Habiendo sido inmigrantes durante más de media vida, sabíamos certeramente que ya no éramos de ninguna parte. Un personaje del húngaro Sándor Márai rescatado de las páginas “A la luz de los candelabros” (título en magiar: “Arden las velas”), amante de la música y del amor ensalzado de grandeza, dice, tras la caída en 1919 de la monarquía de los Habsburgo, y con ello el derrumbe de lo que él creía y encerraba su razón de ser, una frase lapidaria:
“Mi patria era un sentimiento, y ese estremecimiento ha sido herido de muerte… Lo que juramos defender ya no existe. Había un mundo por lo que valía la pena vivir y morir. Ese mundo está muerto”.

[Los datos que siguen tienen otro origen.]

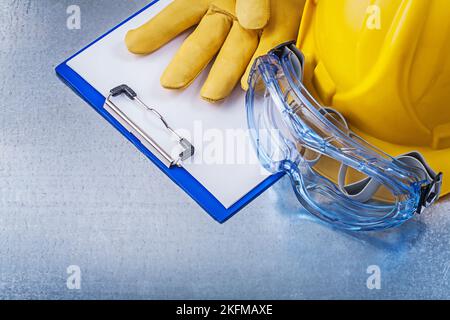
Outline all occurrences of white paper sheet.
[68,0,268,208]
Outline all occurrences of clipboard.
[55,0,284,223]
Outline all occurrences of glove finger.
[236,0,270,30]
[161,10,233,89]
[241,0,305,90]
[125,0,212,54]
[201,21,259,102]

Con ser esas frases entrecortadas un sentimiento de lealtad a un pasado que en Europa abrió el camino trágico a Stalin, Hitler y Mussolini, arrastrando con ello a millones de seres a la muerte, el viejo general que peleó en la guerra del 1914 y le escucha, objeta: “Ese mundo todavía está vivo, incluso aunque ya no exista en la realidad. Vive porque yo hice el juramento de defenderlo”.
La existencia, toda ella, no es tal si no la absorbemos hasta el último aliento y la maceramos en evocaciones que el tiempo no es capaz de fragmentar. Bien nos acordamos de aquel encuentro. Era una mañana sin brisa sobre collados de luz azulina. El hombre, cuyos antepasados abjuraron de su fe hebraica, nos abrió la tranquera de su colmado - blanco de cal cegadora - sintiendo estar en presencia de un espacio varado en tiempos inmemoriales y hoy esencia seca del aliento peregrino, con la serenidad del que está adolorido de mirar sin ver. “Pasa, caminante”, expresó con un deje de sílabas lejanas.
Años hacía que no escuchaba la palabra caminante en mi propia heredad, al haberme convertido en mascarón sin rumbo en una ruta hendida por la mitad. A este tenor el sefardí era un tumulto de expatriación y recóndito lamento. Sus raíces primogénitas seguían guarnecidas en la Torá o Talmud, y en cierta forma estaba desolado. Entre su propio Yom Kipur y Yahvé, el dios de sus esperanzas furtivas, no había nada. Muchos crepúsculos y algún recuerdo ajado sobre las piedras ocres en la lejana Antioquia. Sobre una mesa de madera enjuagada con lejía, el buen hombre tendió mantel, jarra de vino, rebanadas de pan, mortadela, ajos en aceite, aceitunas verdes, boquerones en vinagre, mientras él, en un rincón, junto a un aparador rebosante de amarillas fotografías, platos y figurillas añiles de porcelana, nos observaba.
A partir del inmenso portón de entrada se divisaban las jaras, los olivos y el pino negro de las estibaciones de la sierra del Mulhacén, haciendo sentir entre la ardiente brisa el ahogo de Boabdil, el lloroso rey del vergel granadino. El monarca nazarí, en manto de púrpura hilvanado en oro por manos de esclava cristiana, se paseaba envuelto en honda expiación debido a la irreparable pérdida del último reducto rifeño de la Península, mientras sus cuencas se colmaron de vaho salitrado. Subiendo de las aguas del riachuelo cercano, una guitarra modulaba notas al compás de verdiales, peteneras, saetas y jaberas, música de cuerda ajada guardada en la memoria de un tiempo inmemorial. La tarde se hallaba alicaída y nosotros, sobre la loma, nos habíamos ensimismado contemplando la sinuosa luminiscencia adormeciéndose en los altozanos. El tiempo allí nos invitaba a expresar que la supervivencia que aún gozábamos era tierna.